Medical school taught me little about drug and alcohol addiction and treatment, and residency taught me even less.
Addicts cause their own miseries, I thought. And since these were the Reagan years, they should "just say no" when offered drugs. My attitude mirrored those of the attending physicians in my residency program. When an addict was admitted twice for endocarditis, needing an artificial valve on the first admission and its replacement on the second admission for reinfection, I was just as irritated as the attending and the rest of the house staff. I remember discussing whether we could ethically refuse him treatment if he came in a third time. We were so self-righteous, though we had offered him little in the way of treatment for his disease.
I knew nothing about medication-assisted therapies for opioid addiction. Now I know better.
I was working part time in primary care when a colleague, the medical director at a local drug treatment center, asked if I could work for him for a few days while he was out of town. He was a good friend, so I agreed. I thought it would be easy money-and fun, doing admission histories and physicals on addicts entering the inpatient residential program, and I was right.

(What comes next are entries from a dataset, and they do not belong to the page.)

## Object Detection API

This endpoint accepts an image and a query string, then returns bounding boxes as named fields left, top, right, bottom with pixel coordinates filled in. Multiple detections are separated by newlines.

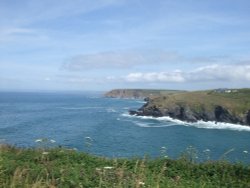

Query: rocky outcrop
left=129, top=97, right=250, bottom=125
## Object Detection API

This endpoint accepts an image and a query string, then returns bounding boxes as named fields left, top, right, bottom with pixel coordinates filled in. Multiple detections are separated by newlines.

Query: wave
left=122, top=113, right=250, bottom=131
left=59, top=106, right=103, bottom=110
left=106, top=108, right=117, bottom=113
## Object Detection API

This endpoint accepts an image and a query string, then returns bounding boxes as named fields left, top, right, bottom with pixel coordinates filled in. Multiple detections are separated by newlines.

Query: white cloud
left=62, top=50, right=217, bottom=71
left=125, top=71, right=185, bottom=82
left=124, top=64, right=250, bottom=84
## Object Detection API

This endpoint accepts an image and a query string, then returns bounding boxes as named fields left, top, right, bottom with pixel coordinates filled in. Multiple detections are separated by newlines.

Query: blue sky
left=0, top=0, right=250, bottom=91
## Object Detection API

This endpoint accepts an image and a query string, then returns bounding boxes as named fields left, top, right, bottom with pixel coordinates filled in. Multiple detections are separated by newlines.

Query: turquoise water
left=0, top=92, right=250, bottom=162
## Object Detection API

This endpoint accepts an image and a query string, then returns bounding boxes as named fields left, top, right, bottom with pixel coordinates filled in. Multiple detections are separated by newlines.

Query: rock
left=132, top=102, right=250, bottom=125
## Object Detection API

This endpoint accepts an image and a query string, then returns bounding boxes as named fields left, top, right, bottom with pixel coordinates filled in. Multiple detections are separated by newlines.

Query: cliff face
left=130, top=90, right=250, bottom=125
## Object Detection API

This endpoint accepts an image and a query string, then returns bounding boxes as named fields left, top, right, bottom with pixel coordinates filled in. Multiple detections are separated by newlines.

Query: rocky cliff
left=130, top=89, right=250, bottom=125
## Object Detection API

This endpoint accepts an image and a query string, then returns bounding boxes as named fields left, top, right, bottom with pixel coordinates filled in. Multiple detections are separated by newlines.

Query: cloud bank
left=124, top=64, right=250, bottom=85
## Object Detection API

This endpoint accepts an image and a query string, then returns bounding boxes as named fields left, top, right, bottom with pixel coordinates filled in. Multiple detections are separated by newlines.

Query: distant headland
left=105, top=88, right=250, bottom=126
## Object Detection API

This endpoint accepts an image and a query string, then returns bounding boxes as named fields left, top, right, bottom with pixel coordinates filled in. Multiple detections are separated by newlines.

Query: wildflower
left=35, top=139, right=43, bottom=142
left=50, top=139, right=56, bottom=143
left=103, top=166, right=114, bottom=170
left=85, top=136, right=92, bottom=141
left=138, top=181, right=145, bottom=185
left=42, top=151, right=49, bottom=155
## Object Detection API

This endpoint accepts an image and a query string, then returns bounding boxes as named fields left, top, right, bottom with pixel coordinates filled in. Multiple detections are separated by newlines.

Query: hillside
left=130, top=89, right=250, bottom=125
left=105, top=89, right=184, bottom=99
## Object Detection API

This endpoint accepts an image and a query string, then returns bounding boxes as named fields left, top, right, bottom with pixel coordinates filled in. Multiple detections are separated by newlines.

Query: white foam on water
left=133, top=121, right=173, bottom=128
left=60, top=106, right=103, bottom=110
left=122, top=113, right=250, bottom=131
left=107, top=108, right=117, bottom=112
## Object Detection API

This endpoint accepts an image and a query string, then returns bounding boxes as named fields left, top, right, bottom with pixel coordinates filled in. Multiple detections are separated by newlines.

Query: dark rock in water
left=129, top=103, right=250, bottom=125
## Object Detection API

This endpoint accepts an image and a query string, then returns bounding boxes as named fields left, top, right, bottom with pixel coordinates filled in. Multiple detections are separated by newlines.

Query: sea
left=0, top=92, right=250, bottom=163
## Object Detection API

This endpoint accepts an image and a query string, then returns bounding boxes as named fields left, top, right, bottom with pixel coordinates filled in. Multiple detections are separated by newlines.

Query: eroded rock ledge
left=129, top=89, right=250, bottom=125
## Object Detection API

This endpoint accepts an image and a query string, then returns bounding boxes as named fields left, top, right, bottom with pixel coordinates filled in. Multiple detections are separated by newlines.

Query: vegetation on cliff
left=0, top=145, right=250, bottom=188
left=131, top=89, right=250, bottom=125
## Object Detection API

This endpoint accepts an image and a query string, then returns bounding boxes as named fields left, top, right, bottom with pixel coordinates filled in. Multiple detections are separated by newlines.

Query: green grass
left=0, top=145, right=250, bottom=188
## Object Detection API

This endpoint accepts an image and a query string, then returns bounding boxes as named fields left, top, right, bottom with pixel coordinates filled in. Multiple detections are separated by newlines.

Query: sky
left=0, top=0, right=250, bottom=91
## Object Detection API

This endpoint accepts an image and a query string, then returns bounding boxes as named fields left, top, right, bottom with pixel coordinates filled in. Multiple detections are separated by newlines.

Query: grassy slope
left=0, top=146, right=250, bottom=188
left=147, top=89, right=250, bottom=115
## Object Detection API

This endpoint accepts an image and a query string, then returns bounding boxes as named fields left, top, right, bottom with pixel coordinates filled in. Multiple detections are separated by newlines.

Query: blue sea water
left=0, top=92, right=250, bottom=162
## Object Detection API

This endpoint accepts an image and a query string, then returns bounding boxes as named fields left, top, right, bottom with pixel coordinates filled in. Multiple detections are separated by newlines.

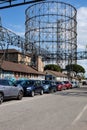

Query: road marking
left=72, top=105, right=87, bottom=125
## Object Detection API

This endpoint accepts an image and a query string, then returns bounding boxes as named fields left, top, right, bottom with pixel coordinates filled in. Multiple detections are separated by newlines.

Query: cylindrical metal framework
left=25, top=0, right=77, bottom=66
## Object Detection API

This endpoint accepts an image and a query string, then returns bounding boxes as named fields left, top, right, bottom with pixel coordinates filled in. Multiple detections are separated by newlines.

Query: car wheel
left=31, top=91, right=34, bottom=97
left=40, top=89, right=43, bottom=95
left=0, top=93, right=4, bottom=104
left=17, top=91, right=23, bottom=100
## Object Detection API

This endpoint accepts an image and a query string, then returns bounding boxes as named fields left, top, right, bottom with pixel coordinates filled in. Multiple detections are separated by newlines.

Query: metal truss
left=0, top=0, right=45, bottom=9
left=25, top=0, right=77, bottom=66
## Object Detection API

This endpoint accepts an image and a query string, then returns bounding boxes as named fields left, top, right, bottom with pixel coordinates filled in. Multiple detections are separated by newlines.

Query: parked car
left=42, top=80, right=57, bottom=93
left=56, top=81, right=66, bottom=91
left=0, top=79, right=23, bottom=104
left=71, top=81, right=80, bottom=88
left=63, top=81, right=72, bottom=89
left=16, top=79, right=43, bottom=97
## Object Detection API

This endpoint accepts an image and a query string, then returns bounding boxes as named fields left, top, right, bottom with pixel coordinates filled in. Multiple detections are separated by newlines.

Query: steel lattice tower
left=25, top=0, right=77, bottom=67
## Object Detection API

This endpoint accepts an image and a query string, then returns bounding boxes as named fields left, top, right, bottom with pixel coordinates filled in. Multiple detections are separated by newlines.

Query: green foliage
left=66, top=64, right=85, bottom=74
left=44, top=64, right=62, bottom=72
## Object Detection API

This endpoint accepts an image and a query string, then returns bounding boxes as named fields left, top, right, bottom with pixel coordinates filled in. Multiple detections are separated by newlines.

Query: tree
left=44, top=64, right=62, bottom=72
left=66, top=64, right=85, bottom=75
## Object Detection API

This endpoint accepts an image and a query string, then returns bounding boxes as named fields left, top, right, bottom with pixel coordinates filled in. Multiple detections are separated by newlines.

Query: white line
left=72, top=105, right=87, bottom=125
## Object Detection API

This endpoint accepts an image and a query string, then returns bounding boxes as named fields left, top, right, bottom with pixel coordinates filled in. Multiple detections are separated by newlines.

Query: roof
left=1, top=61, right=45, bottom=75
left=45, top=70, right=67, bottom=77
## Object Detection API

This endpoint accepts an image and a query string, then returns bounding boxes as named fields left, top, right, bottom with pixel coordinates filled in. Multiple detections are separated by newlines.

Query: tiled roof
left=1, top=61, right=44, bottom=75
left=45, top=70, right=67, bottom=77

But I also saw patients entering the clinic's methadone program. This appalled me. It seemed seedy and shady, a fringe area of medicine. I told myself I would work those few days, tell my friend politely when he returned that I didn't "believe in methadone"-as if it were a unicorn-and could not work there again.
But when I talked to these patients, they surprised me. Some were intravenous heroin addicts, but most were addicted to pain pills like oxycodone, various forms of hydrocodone, and morphine. Most of them had jobs and families, and expressed an overwhelming desire to be free from their addiction. I was most intrigued by how they talked about methadone treatment, how "it gave me my life back" and "now I don't think about using drugs all the time." But with methadone, weren't they still using drugs?
My curiosity was piqued, and I started reading everything I could find about methadone. I discovered that the treatment of opioid addiction with methadone is evidence-based with 40 years worth of solid data proving its efficacy. So why had I never heard of it? I could have referred many intravenous heroin addicts during my residency for effective treatment of their addiction.
Because of methadone's unique pharmacology, it blocks physical opioid withdrawal symptoms for more than 24 hours in most patients, and it blocks the euphoria of illicit opioids. At the proper dose, patients should not be sedated or in withdrawal, and are able to function normally, working and driving without difficulty. Therefore, methadone maintenance is not "like giving whiskey to an alcoholic," as some ill-informed people-like me-have claimed.
Buprenorphine, a partial opioid agonist, is a milder opioid, and there is a ceiling on its opioid effects, making it a safer and better choice for many patients than methadone. It is particularly good for addicts with relatively short periods of addiction and fairly stable lives. Since it is a milder opioid, it is relatively easier to taper, if appropriate.
I started prescribing buprenorphine from a private office. I did notice that the demographics of office patients were different from the methadone clinic. Unfortunately, buprenorphine is expensive, at a minimum of $6 per 8 mg pill, and some patients needed up to four pills per day. It became evident that only people of financial means or with specific types of medical insurance were able to afford the office visit, the medication, drug screens and other lab tests, and individual counseling. At methadone clinics, most patients are self-pay and could pay a day at a time, usually a fee of $10-$15. All services were bundled into that one daily charge.